On 12/5/2013 1:04 PM, Zeit Geist wrote: > On Thursday, December 5, 2013 12:49:37 AM UTC-7, fom wrote: > >> No. It also uses the fact that the listing may be >> >> arbitrarily given, >> >> http://en.wikipedia.org/wiki/Algorithmically_random_sequence#Interpretations_of_the_definitions > > Be careful here, the "arbitrarily chose" sequence does Not need to be a "random" sequence. > It is just a sequence of Real Numbers who only properties is that it IS a sequence of Real Numbers that "supposedly" contains all Real Numbers. > > We are randomly choosing a Real Number Sequence, and Not choosing a Sequence whose elements are in a random distribution. >
These sequences are not random. They are random in relation to constructive methods.

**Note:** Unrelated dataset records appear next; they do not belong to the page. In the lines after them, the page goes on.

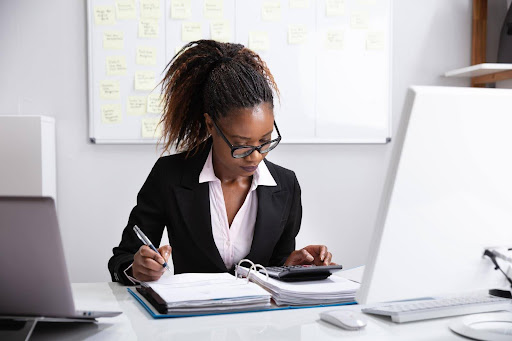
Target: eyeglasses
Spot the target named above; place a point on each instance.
(239, 152)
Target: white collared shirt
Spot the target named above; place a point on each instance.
(234, 242)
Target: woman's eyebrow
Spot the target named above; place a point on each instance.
(248, 138)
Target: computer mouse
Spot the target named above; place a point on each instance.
(346, 319)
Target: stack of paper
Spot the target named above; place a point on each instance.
(207, 293)
(332, 290)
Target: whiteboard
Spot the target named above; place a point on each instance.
(331, 60)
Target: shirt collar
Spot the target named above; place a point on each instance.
(261, 177)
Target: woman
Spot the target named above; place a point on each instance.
(219, 201)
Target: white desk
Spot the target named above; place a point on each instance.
(301, 324)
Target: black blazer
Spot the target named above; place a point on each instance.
(172, 196)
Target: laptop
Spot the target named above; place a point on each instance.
(34, 277)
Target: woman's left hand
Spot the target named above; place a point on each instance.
(311, 254)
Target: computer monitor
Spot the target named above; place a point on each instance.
(447, 196)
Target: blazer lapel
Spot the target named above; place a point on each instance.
(194, 203)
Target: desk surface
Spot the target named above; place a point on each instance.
(301, 324)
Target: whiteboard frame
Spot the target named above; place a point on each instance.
(144, 141)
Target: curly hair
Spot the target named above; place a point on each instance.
(207, 76)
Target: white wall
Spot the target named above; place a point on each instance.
(43, 69)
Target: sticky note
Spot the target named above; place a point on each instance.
(334, 8)
(359, 20)
(145, 55)
(299, 3)
(220, 31)
(144, 80)
(150, 128)
(136, 105)
(155, 104)
(375, 41)
(191, 31)
(334, 39)
(271, 11)
(150, 9)
(111, 113)
(110, 89)
(297, 34)
(259, 41)
(181, 9)
(213, 9)
(113, 40)
(148, 28)
(104, 15)
(116, 65)
(125, 9)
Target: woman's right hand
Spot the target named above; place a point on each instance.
(147, 264)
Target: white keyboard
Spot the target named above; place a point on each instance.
(439, 307)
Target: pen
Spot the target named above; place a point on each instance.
(147, 242)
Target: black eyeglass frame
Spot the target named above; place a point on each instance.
(253, 148)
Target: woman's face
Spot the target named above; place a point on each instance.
(242, 126)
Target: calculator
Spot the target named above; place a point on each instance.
(295, 273)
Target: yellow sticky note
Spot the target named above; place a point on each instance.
(271, 11)
(334, 40)
(110, 89)
(148, 28)
(104, 15)
(220, 31)
(375, 41)
(136, 105)
(151, 128)
(125, 9)
(213, 9)
(299, 3)
(359, 20)
(145, 55)
(111, 113)
(297, 34)
(155, 104)
(150, 9)
(144, 80)
(113, 40)
(181, 9)
(191, 31)
(258, 40)
(116, 65)
(334, 8)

WM's ( and Herc's ) idea that the given sequence can be "conditioned" in some manner that restricts the sequence to constructive mathematics can only apply to a set of measure zero.
The arbitrariness of the given sequence precludes one from being able to apply epistemic reasoning.
Where WM is probably correct is that if the notion of "given sequence" is epistemically bound in the first place and if one does not admit a completed infinity, then one is given a sequence in that set of measure zero and one cannot implement the Cantor diagonal.
Unfortunately, I do not know enough about the formalism to know if that can be made rigorous.
The counter-argument is that the epistemically bound sequence cannot be completed by virtue of rejection of a completed infinity. Hence, what is given is either plural or vague.
But, that argument carries no weight for someone who accepts the syntactic grounding of numbers as strokes in an alphabet. All notions of identity resolve to syntactic stipulations and, in the final analysis, to inscriptional identity based upon the shape of letters in the constructive alphabets.